Contract talks broke down late last night and by Monday morning Chicago public school teachers, many wearing red t-shirts and carrying signs, picketed around the city for the first time in a quarter century.
At a news conference late Sunday, Chicago Mayor Rahm Emanuel called the teachers’ move a “strike of choice”.
Emanuel says the union walked away from the table too soon.
“We’re down to two issues. Finish it! Let the kids go back where they belong,” he said late Sunday. “This is not the right thing to do to the children. It’s unnecessary. It’s avoidable and it’s wrong.”
But Chicago Teachers Union President Karen Lewis said there hasn’t been enough movement on job protection, class sizes and teacher evaluations.
“We demand a fair contract now and until there’s one in place that our members will accept, we will be on the line,” she said.
Board President David Vitale said after the teachers rejected a 16 percent pay raise over four years and a number of other benefits, there was little more that could be offered.
“There is only so much money in the system,” Vitale said. “This is not a small commitment we’re handing out at a time when our fiscal situation is really challenged.”

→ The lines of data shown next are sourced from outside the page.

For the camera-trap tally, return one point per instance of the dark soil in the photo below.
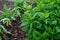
(17, 32)
(9, 4)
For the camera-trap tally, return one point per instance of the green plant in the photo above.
(6, 19)
(42, 22)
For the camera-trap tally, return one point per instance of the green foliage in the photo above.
(6, 18)
(43, 21)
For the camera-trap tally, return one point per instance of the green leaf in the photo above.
(0, 38)
(43, 15)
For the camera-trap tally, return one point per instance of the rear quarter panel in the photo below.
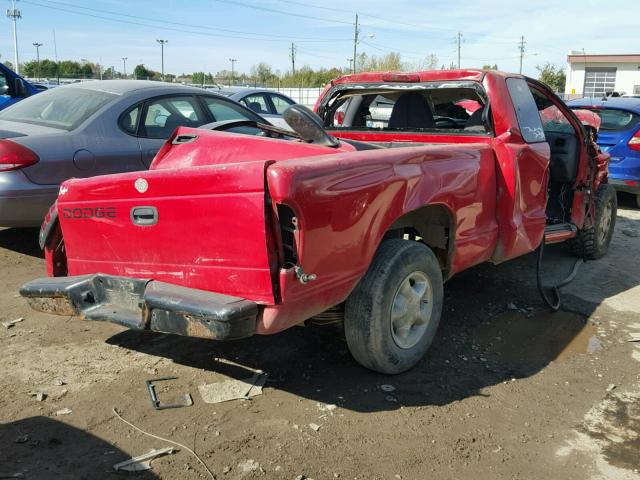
(345, 203)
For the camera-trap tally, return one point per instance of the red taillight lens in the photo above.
(634, 143)
(14, 156)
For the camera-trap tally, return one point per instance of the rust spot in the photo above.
(53, 305)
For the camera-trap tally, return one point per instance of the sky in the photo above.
(204, 34)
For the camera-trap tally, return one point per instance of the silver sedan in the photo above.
(92, 128)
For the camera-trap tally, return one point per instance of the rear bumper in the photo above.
(22, 203)
(625, 185)
(143, 304)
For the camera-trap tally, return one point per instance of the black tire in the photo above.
(373, 338)
(592, 241)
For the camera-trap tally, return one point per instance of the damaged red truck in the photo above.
(399, 182)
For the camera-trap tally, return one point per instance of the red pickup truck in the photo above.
(397, 182)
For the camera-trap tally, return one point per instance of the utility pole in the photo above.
(356, 32)
(292, 56)
(15, 14)
(162, 42)
(233, 64)
(521, 48)
(37, 45)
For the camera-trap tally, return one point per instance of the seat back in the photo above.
(411, 110)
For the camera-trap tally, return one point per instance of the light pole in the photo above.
(15, 14)
(162, 42)
(37, 45)
(233, 63)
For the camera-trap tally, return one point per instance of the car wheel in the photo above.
(592, 241)
(392, 315)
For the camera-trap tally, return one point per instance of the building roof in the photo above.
(604, 58)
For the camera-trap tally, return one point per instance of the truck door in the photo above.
(522, 177)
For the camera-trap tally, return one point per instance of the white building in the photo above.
(595, 75)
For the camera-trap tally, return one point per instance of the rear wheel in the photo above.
(592, 241)
(392, 315)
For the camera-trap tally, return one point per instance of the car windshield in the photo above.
(411, 108)
(63, 108)
(615, 120)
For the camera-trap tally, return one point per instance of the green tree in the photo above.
(142, 73)
(553, 76)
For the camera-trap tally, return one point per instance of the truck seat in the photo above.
(411, 110)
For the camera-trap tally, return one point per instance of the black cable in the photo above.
(555, 289)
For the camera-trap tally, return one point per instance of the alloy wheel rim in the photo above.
(411, 310)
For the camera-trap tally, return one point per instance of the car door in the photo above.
(161, 116)
(522, 177)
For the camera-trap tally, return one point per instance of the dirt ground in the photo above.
(508, 391)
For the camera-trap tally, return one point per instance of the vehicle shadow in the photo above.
(21, 240)
(494, 328)
(46, 449)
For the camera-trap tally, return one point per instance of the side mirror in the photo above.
(309, 126)
(20, 88)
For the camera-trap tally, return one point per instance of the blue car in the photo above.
(13, 87)
(620, 136)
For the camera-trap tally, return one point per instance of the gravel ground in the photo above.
(508, 391)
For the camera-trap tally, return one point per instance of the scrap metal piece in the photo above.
(142, 462)
(157, 404)
(233, 389)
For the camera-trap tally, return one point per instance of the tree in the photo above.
(262, 73)
(553, 76)
(141, 72)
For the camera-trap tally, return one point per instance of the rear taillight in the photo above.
(634, 143)
(14, 156)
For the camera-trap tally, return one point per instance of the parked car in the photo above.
(267, 103)
(92, 128)
(13, 87)
(227, 236)
(619, 135)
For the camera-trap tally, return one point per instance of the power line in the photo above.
(68, 8)
(15, 14)
(281, 12)
(521, 48)
(292, 56)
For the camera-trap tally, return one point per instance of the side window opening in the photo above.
(526, 110)
(434, 108)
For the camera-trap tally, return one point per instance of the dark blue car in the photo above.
(13, 87)
(620, 136)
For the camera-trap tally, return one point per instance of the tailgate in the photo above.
(200, 227)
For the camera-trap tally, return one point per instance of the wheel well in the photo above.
(432, 225)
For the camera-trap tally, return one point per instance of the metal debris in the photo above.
(11, 323)
(187, 401)
(142, 462)
(233, 389)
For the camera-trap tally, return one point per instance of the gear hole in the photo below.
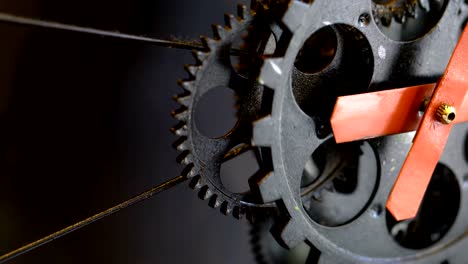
(436, 215)
(336, 60)
(339, 182)
(216, 113)
(236, 172)
(318, 51)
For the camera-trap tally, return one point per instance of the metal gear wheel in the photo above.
(267, 251)
(201, 155)
(354, 229)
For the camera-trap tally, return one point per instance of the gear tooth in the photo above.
(181, 144)
(268, 191)
(262, 130)
(196, 183)
(205, 193)
(242, 11)
(271, 72)
(215, 201)
(226, 208)
(238, 212)
(189, 171)
(327, 259)
(200, 56)
(180, 114)
(184, 158)
(209, 43)
(183, 99)
(295, 15)
(232, 21)
(290, 236)
(188, 85)
(219, 32)
(192, 70)
(180, 129)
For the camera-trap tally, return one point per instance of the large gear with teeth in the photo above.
(201, 155)
(363, 60)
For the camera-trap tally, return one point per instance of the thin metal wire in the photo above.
(172, 43)
(141, 197)
(179, 44)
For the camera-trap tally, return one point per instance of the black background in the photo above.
(84, 125)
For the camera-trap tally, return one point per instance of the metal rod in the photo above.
(141, 197)
(179, 44)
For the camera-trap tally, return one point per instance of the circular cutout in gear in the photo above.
(341, 183)
(436, 215)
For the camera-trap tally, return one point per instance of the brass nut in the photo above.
(445, 114)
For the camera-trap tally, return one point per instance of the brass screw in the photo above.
(445, 113)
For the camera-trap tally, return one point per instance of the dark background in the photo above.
(84, 124)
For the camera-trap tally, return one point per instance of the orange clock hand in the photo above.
(431, 135)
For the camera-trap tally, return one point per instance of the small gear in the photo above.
(363, 60)
(202, 156)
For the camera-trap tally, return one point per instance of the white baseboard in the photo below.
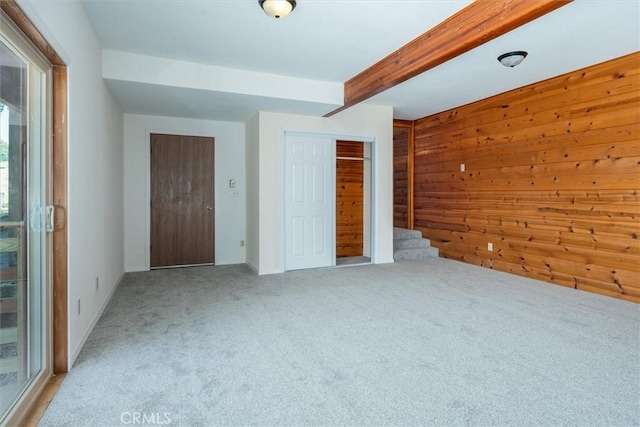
(73, 356)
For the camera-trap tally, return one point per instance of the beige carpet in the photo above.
(432, 342)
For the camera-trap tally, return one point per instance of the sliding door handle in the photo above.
(50, 214)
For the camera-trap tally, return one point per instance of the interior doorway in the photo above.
(328, 201)
(182, 200)
(403, 174)
(353, 184)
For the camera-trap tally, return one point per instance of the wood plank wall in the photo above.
(349, 199)
(552, 180)
(400, 182)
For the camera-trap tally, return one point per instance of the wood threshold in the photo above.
(43, 401)
(476, 24)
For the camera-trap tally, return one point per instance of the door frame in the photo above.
(57, 346)
(147, 196)
(373, 201)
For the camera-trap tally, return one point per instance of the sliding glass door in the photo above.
(24, 298)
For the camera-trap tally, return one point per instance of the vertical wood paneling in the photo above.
(552, 180)
(349, 199)
(401, 136)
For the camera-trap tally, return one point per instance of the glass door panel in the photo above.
(22, 242)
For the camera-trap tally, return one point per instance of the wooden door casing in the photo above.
(182, 200)
(349, 199)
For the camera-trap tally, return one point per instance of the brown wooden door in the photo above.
(349, 199)
(182, 200)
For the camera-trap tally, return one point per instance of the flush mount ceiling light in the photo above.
(277, 8)
(511, 59)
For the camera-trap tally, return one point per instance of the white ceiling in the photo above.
(333, 40)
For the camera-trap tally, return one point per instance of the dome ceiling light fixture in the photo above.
(511, 59)
(277, 8)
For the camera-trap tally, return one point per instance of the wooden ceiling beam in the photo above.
(476, 24)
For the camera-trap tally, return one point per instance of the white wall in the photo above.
(362, 121)
(95, 149)
(253, 194)
(229, 164)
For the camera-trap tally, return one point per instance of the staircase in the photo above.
(408, 245)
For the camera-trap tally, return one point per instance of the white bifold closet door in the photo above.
(309, 201)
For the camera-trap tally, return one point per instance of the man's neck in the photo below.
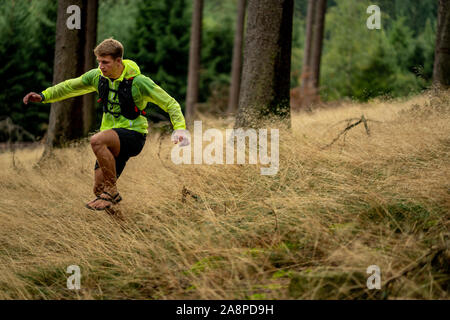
(119, 72)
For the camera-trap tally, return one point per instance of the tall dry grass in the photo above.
(309, 232)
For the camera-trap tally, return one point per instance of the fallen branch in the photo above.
(349, 126)
(185, 192)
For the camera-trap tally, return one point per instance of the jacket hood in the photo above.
(131, 69)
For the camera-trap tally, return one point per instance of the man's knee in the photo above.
(98, 189)
(96, 142)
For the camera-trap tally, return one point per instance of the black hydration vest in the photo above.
(128, 108)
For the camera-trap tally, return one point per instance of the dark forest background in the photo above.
(396, 61)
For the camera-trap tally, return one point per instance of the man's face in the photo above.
(108, 65)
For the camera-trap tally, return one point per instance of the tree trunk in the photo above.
(66, 117)
(237, 59)
(441, 72)
(309, 90)
(306, 68)
(316, 54)
(89, 63)
(194, 60)
(264, 93)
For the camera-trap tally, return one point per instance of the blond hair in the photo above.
(109, 47)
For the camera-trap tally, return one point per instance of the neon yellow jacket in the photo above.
(144, 90)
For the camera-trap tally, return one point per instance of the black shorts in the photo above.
(131, 144)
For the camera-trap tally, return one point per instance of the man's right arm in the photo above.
(71, 88)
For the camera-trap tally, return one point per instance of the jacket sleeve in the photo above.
(153, 93)
(71, 88)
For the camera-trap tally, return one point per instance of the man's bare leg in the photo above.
(106, 146)
(99, 184)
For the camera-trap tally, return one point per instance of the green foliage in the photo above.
(217, 46)
(160, 43)
(27, 42)
(364, 63)
(113, 22)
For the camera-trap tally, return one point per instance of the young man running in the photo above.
(124, 92)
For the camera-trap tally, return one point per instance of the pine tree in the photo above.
(160, 44)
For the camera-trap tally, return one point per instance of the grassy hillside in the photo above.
(310, 232)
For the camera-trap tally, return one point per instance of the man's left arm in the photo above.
(151, 92)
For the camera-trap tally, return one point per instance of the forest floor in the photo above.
(308, 232)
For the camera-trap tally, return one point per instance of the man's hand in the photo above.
(181, 137)
(32, 97)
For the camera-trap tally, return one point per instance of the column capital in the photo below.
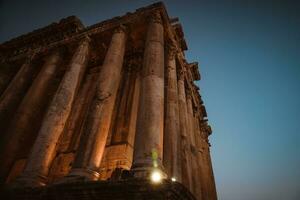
(181, 74)
(85, 39)
(121, 29)
(155, 17)
(172, 50)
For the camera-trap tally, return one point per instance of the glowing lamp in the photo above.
(156, 176)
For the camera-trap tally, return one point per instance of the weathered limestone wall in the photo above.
(121, 104)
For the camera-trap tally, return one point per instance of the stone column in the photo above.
(15, 91)
(199, 153)
(29, 111)
(183, 123)
(96, 129)
(213, 190)
(43, 150)
(171, 131)
(148, 148)
(193, 150)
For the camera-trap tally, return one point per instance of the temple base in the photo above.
(132, 189)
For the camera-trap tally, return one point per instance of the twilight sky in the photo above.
(249, 55)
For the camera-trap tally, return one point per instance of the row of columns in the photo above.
(173, 136)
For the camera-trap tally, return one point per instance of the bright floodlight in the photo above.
(156, 177)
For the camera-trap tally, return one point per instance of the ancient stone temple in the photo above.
(108, 111)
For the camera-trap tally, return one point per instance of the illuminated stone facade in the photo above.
(110, 102)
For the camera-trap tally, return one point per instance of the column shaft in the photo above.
(171, 130)
(30, 110)
(43, 150)
(185, 146)
(15, 91)
(193, 150)
(96, 129)
(148, 147)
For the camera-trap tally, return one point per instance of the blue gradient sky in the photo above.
(249, 60)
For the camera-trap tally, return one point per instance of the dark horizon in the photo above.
(248, 53)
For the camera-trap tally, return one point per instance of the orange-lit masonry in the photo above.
(103, 102)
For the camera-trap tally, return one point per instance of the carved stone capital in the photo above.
(85, 39)
(121, 29)
(172, 50)
(188, 94)
(155, 17)
(181, 74)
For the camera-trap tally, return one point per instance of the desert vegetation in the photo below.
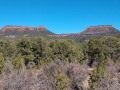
(49, 64)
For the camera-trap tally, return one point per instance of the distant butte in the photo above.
(100, 29)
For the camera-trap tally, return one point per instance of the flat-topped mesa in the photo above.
(23, 28)
(100, 29)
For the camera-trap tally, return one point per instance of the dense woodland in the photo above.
(49, 64)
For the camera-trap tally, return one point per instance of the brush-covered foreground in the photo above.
(41, 64)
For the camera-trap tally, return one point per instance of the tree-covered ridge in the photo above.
(40, 63)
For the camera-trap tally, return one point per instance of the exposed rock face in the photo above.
(102, 29)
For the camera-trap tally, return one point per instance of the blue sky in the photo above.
(60, 16)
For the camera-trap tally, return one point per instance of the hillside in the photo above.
(9, 32)
(102, 29)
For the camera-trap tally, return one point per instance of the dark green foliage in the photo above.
(7, 48)
(2, 60)
(18, 62)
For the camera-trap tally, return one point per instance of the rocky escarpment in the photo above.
(102, 29)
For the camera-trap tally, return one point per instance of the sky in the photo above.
(60, 16)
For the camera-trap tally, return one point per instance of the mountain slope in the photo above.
(102, 29)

Becky Vevea, of member station WBEZ, reports that school leaders and Emanuel:
… want big changes similar to ones being pushed nationally – a longer school day, longer school year, a new system for grading teachers and a whole new way to pay them.
The teachers union is pushing back on those efforts, arguing for Emanuel to invest in what they say are under-resourced neighborhood schools.
Vevea reports that it’s an awkward time for the union because unemployment is high and district budgets are being cut.
It could also be awkward for the Obama administration. Education Secretary Arne Duncan ran the Chicago schools for years and Emanuel is a former administration chief of staff.
Rhoda Gutierrez, a parent with two kids in public school, told WBEZ that the politicians in Washington, D.C. need to step in.
“This is where Obama came from, this is where Duncan came from,” Gutierrez said. “The policies in Chicago have gone national and viral.”
According to The Chicago Tribune, the districts’ 144 schools will be staffed with non-union employees, including principals and assistant principals to provide services and meals.